KD Architecture Literature Review (April 2026)

Key findings from the 2026-04-08 literature survey (stored in docs/reference/kd_architecture_review.md):

Q1: Chronos Feature-based KD - DistilTS (ICASSP 2026, arXiv:2601.12785) is the direct competitor — uses Chronos as frozen zero-shot Teacher with Factorized Temporal Alignment Module - EC aggregate fine-tuning of Chronos is feasible (LoRA, low cost) but yields only aggregate-level peak patterns, not individual household patterns - Best Chronos hidden state extraction layer: final 2-3 encoder layers

Why: DistilTS선점 위험 대응 전략 수립에 필요. Dual-Teacher (GWN+Chronos) 차별화 근거 확보. How to apply: Phase 2 KD 설계 시 Chronos fine-tuning 여부를 실험 변수로 포함. EC 집계 fine-tuning은 개별 가구 Teacher로 불완전함을 주의.

Q2: GWN A_adp Validation - GWN paper itself validates via 5-variant ablation (forward/backward/adaptive combinations) - Trivial detection metrics: column variance, diagonal dominance ratio (>0.7 suspicious), matrix entropy, effective rank - Cross-validation with Pearson correlation matrix is the recommended domain-knowledge check

Why: A_adp가 trivial하면 KD contribution 주장 약화. 논문 contribution 방어에 필수. How to apply: exp-expert에게 50x50 A_adp heatmap + column variance + diagonal dominance ratio 측정 위임.
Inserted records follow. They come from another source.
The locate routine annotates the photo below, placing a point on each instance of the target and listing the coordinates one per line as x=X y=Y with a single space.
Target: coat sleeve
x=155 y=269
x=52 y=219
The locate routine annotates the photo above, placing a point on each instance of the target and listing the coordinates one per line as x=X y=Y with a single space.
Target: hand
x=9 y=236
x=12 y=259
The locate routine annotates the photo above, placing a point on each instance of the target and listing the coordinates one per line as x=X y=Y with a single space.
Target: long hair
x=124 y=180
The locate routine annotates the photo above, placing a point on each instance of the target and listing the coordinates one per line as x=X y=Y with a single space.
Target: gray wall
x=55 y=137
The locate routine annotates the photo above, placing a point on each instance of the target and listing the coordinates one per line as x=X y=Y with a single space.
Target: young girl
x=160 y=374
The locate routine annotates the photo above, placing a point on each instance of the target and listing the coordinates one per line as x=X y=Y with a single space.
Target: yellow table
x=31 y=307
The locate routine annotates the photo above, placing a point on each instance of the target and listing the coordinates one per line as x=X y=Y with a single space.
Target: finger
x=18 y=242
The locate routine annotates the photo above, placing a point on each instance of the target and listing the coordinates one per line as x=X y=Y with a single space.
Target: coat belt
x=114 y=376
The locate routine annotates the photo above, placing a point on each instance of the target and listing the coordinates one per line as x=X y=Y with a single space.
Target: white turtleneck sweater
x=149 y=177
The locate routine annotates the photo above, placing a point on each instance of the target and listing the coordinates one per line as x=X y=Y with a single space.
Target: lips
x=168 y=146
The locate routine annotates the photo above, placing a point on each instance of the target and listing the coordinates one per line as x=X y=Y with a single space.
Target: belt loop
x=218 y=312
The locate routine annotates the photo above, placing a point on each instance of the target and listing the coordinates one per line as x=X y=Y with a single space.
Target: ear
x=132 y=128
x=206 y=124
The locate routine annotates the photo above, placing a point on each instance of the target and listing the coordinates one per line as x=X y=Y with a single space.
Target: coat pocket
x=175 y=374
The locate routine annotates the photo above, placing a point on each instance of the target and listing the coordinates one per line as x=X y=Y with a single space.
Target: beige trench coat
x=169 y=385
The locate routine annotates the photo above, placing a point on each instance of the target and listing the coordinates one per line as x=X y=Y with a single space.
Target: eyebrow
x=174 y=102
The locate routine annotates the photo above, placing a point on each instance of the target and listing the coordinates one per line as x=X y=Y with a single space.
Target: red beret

Q3: EC Multivariate Teacher Candidates - iTransformer (ICLR 2024 Spotlight) is best fit: variate-level tokens allow direct per-household hidden state extraction via enc_out[:, j, :] - GWN (current) vs. iTransformer comparison experiment recommended - arXiv:2502.12175 warns that adding GNN spatial structure to EC load forecasting does not always improve performance

Why: Phase 2 Teacher 선정에 직접 영향. iTransformer를 추가 실험 후보로 등록. How to apply: iTransformer를 EC Teacher 후보로 추가. GWN 대비 PAPE 비교 실험 설계.

Q4: Lightweight Student Models - No standard architecture exists for adjacency-matrix-as-auxiliary-input non-GNN student - Priority ranking: TiDE (adj as static covariate, P1) > TSMixer (channel-mixing + A_adp init, P1) > DLinear (current baseline, P0) > FITS (ultra-lightweight, P2) > PatchTST-small (feature KD, P2) - TSMixer channel-mixing weight initialization with A_adp is a novel, unpublished contribution opportunity - TimeDistill (KDD 2026) validated DLinear, FITS, TSMixer as student models

Why: Student 다양화로 ablation 실험 강화 및 논문 contribution 확보. How to apply: TiDE와 TSMixer를 DLinear 대비 baseline으로 추가. TSMixer+A_adp 초기화를 독자 contribution으로 설계.